Evvela şu tespiti yapmakta fayda var: İdarecinin despotu, demokratı nasıl belli olur? Herkesin kişisel doğruları olabilir. Bir de milletin, geniş halk kitlelerinin, halkların genel kabulleri vardır ki, bunlara evrensel değerler denir.
Bir Çin atasözünde: ‘ Körlerin ülkesine gittiğinde, bir gözünü kapatıp git!’ denir; aksi halde sahip olduğun iki gözünü de çıkarırlar!
Bir kısım siyasi partilerimiz, halka rağmen siyaset yapmayı maharet bilirler Gerçek despotizm budur. Bunun sonucunda her seferinde avuçlarını yalarlar ama bir türlü akıllarını başlarına devşirip; halk için politika üretmezler. Daha doğrusu; biz nerede-nasıl yanlış yaptık deyip bir muhasebeye girişmezler.
Bu duruma nasıl geldiklerini doğrusu merak etmiyor değilim. Çünkü bu hal, ülkeleri işgal edenlerin (mütegallibe) siyasetidir. Onlar halka tepeden bakar, halkın değerlerini beğenmez ve halka rağmen iş görürler. Halkla, karşılıklı olarak birbirlerine diş bilerler!
‘Bu halk yüzde 95’le seçse ne olur?!’, ‘Bu halkın seçtiğinden ne olur?!’, ‘Üç tane kazı güdemeyen halkın seçtikleri neye yarar?!’, ‘Kıllı, (hayvan diyecek ama korkusundan bu kadarını diyebiliyor) göbeğini kaşıyan!’, ‘Bizi seçmeyen bu halk her türlü cezayı hak ediyor!’
Bütün bunları ve bunlar gibi daha nicelerini halkın bir kenara yazıp not etmediğini mi zannediyoruz? Bundan sonra halkın huzuruna çıkıp, sözüm ona halkçılık yaparsanız; sizi samimiyetsiz görür ve asla size inanıp prim vermez. Sittin senedir de vermiyor; neden acaba?!
Halkla iç içe olamayıp onunla bütünleşmeyen; halkın derdiyle dertlenmeyen, halkın değerlerini üstün bilip onlara saygı duymayan siyasetçi halka asla güven vermez.
Halktan (sandıktan) iktidar ümidini yitirenler; iktidarı, halkın dışındaki güçlerde vehmederler. Onlarla el ele verip, iktidarı alaşağı ederler ve böylece demokrasinin çanına ot tıkarlar. Artık kurdun istediği dumanlı hava oluşmuştur. Karanlıktan ve kaostan beslenen fırsatçılara gün doğmuştur.
Demokrasi tarihimiz bu denli fırsat günleri ile doludur; bu günlerin fırsatçıları ise, bir gecede zengin olan şürekadır...

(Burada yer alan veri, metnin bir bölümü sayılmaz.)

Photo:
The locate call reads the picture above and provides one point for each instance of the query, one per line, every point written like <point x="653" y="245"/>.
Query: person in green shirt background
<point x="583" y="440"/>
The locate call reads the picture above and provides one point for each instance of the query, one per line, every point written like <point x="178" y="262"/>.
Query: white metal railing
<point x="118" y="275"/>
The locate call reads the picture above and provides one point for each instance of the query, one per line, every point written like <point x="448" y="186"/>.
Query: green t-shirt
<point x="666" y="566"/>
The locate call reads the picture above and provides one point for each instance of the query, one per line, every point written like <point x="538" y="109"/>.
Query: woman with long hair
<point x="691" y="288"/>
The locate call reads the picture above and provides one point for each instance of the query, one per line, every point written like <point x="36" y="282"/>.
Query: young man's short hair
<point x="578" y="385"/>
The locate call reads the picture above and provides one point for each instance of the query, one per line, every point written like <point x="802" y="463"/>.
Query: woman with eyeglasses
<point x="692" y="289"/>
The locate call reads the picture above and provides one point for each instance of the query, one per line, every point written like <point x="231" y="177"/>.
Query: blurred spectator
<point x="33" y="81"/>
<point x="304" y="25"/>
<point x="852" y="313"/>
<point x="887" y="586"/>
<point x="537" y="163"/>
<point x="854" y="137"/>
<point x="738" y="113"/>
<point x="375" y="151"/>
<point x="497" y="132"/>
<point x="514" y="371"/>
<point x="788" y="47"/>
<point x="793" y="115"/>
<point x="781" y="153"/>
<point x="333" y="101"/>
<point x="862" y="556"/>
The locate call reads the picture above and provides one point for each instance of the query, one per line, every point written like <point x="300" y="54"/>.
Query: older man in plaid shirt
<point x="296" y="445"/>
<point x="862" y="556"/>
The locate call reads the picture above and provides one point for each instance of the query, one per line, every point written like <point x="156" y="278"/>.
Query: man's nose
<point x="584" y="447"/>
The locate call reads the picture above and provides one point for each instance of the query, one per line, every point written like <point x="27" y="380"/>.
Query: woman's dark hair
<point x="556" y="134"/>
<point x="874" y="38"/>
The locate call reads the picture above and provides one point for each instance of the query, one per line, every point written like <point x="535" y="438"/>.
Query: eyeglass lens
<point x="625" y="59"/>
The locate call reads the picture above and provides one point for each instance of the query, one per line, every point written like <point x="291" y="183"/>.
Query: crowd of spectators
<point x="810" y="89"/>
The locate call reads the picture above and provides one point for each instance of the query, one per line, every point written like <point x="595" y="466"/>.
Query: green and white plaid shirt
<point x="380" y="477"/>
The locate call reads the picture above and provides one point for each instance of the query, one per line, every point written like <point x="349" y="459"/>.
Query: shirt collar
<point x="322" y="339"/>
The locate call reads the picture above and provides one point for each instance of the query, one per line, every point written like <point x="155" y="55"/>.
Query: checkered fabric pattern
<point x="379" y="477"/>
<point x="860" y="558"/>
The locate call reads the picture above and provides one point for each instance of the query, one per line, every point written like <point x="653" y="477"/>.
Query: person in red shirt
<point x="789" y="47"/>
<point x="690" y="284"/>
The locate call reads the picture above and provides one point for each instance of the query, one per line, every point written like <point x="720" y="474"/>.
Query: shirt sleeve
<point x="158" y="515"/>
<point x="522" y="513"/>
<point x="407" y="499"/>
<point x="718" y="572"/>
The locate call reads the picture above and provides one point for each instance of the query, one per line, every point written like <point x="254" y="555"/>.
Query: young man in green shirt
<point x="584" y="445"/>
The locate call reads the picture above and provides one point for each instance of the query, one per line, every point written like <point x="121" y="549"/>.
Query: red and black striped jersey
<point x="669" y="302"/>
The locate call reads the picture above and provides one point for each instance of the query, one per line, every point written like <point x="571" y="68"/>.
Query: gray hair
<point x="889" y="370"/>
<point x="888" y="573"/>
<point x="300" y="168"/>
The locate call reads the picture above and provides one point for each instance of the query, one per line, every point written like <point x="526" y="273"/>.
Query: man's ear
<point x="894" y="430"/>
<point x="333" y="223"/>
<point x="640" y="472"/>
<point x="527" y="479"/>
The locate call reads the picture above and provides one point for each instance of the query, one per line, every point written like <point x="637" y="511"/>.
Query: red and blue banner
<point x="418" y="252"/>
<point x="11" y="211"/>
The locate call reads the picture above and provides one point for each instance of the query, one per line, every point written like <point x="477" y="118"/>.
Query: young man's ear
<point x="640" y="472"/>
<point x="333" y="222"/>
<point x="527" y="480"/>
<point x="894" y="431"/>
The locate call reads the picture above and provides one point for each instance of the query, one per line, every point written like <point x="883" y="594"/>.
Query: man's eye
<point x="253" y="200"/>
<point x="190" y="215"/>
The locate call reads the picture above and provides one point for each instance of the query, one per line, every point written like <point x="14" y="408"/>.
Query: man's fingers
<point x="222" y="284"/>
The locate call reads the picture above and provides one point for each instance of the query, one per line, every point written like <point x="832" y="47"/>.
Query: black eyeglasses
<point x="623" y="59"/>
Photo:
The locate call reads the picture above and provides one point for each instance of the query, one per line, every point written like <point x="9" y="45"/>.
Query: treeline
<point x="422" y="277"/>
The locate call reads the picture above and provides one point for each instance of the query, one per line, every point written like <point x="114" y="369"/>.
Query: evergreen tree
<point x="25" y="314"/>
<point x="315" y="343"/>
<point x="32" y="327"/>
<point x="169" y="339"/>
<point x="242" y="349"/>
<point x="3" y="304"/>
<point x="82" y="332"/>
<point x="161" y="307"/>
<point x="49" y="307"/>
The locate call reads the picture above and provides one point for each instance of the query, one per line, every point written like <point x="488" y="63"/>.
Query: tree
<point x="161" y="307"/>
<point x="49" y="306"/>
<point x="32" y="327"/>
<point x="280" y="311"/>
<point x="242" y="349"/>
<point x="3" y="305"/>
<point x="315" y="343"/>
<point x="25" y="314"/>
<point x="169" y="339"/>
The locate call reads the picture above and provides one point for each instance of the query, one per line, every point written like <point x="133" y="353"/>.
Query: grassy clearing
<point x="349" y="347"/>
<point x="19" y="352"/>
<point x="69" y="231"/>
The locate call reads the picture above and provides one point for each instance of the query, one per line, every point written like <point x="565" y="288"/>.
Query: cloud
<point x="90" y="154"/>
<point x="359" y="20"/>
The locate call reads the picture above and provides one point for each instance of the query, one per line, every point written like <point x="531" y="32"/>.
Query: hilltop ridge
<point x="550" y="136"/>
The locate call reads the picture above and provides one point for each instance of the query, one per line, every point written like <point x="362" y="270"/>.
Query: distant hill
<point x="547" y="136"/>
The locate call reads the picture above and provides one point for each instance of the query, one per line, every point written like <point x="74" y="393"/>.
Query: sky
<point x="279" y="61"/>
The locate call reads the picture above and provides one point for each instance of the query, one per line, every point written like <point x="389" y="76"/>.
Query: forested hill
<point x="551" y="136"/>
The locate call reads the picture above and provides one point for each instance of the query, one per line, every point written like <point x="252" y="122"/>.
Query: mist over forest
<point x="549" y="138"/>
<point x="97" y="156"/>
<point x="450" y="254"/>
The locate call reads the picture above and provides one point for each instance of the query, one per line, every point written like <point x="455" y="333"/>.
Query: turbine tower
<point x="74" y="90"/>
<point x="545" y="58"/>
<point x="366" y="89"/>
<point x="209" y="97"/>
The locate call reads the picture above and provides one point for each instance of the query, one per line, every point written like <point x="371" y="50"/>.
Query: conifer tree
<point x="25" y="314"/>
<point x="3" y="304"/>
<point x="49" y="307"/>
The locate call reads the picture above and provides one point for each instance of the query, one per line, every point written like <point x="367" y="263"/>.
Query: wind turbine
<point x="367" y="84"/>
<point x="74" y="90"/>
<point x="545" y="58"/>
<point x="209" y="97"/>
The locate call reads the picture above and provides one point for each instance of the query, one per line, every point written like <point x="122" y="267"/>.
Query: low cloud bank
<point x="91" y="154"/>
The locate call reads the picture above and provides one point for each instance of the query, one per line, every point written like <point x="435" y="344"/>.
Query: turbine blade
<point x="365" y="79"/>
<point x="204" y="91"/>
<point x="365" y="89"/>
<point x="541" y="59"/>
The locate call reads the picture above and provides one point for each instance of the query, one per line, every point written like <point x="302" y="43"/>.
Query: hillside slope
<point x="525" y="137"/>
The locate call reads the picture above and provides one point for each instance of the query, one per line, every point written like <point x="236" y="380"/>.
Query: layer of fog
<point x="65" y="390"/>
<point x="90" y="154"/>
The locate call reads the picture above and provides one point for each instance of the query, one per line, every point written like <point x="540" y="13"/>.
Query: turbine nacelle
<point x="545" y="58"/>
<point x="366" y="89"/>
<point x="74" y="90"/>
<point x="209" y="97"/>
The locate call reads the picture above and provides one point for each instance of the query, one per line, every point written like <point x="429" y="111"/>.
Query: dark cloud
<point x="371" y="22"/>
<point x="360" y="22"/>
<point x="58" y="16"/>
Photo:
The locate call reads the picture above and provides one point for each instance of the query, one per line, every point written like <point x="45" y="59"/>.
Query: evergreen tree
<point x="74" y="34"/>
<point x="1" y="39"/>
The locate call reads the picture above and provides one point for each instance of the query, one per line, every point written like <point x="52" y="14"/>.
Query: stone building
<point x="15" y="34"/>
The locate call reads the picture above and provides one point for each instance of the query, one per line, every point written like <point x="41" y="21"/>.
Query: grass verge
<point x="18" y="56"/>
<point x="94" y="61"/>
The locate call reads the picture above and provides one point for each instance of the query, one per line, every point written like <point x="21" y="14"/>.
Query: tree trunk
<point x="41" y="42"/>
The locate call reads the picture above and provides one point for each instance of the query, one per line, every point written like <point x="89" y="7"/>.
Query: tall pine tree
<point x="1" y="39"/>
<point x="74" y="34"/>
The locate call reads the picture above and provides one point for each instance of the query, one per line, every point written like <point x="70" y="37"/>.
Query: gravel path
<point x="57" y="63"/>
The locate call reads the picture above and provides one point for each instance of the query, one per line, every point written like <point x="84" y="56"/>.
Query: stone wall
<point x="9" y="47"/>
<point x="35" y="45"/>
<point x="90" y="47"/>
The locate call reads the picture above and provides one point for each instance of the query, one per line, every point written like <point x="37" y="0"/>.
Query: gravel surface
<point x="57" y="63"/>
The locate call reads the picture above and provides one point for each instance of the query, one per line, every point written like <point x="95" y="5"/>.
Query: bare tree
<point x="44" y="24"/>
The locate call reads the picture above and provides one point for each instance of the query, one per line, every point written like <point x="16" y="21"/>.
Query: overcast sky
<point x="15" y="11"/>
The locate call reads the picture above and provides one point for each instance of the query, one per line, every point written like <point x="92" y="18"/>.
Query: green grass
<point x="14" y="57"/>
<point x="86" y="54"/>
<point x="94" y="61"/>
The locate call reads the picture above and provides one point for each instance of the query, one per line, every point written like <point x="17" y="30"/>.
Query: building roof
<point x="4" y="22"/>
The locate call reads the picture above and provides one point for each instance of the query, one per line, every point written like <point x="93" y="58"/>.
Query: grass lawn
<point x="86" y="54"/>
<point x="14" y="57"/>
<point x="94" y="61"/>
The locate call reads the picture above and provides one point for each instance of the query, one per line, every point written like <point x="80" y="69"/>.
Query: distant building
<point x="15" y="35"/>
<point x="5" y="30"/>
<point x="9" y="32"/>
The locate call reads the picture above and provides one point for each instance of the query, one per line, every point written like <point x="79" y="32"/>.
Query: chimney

Ve ülke rahatlıkla soyulabilir; ülkenin tüm kaynakları istenilen yöne kanalize edilebilir.
Darbe sever siyasetçi, bürokrat ve iş adamı üçlüsü, hırsızlığa ve yolsuzluğa sacayağı olup, günlerini gün ederler; 28 Şubat’ta REFAH-YOL iktidarı alaşağı edilerek, yapılanlar gibi...
Cumhurbaşkanı Sezer’in anayasa kitapçığını Başbakan Ecevit’e fırlatıp ülkeyi kaosa sürüklediği gibi... Ne mi oldu?
22 banka battı. Kamu bankalarından alınan kredilerle özelleştirme ihalelerine girildi; krediler battı. Batan krediler görev zararı (!) kapsamına alındı. Merkez Bankasının hazineye açtığı kısa vadeli avans (genel bütçe ödeneklerinin yüzde 15’i kadar) son kuruşuna kadar kullanıldı.
Hazine dünyada eşi görülmemiş faizlerle bono ve tahvil ihracına devam etti.
2001 krizinden sonra konsolidasyon ve moratoryum dedikoduları ayyuka çıktı.
Bütçenin en büyük harcama kalemi faiz ödemeleri olarak yansıdı.
Halk öylesine perişan edilmişti ki, hıncını ilk seçimlerde aldı ve iktidar partilerini yüzde birlere kadar indirerek sandığa gömdü.
2002 seçim sandığı, siyaset dünyamız için çok büyük dersti ama belli ki birileri hala tembellik edip dersini çalışmıyor!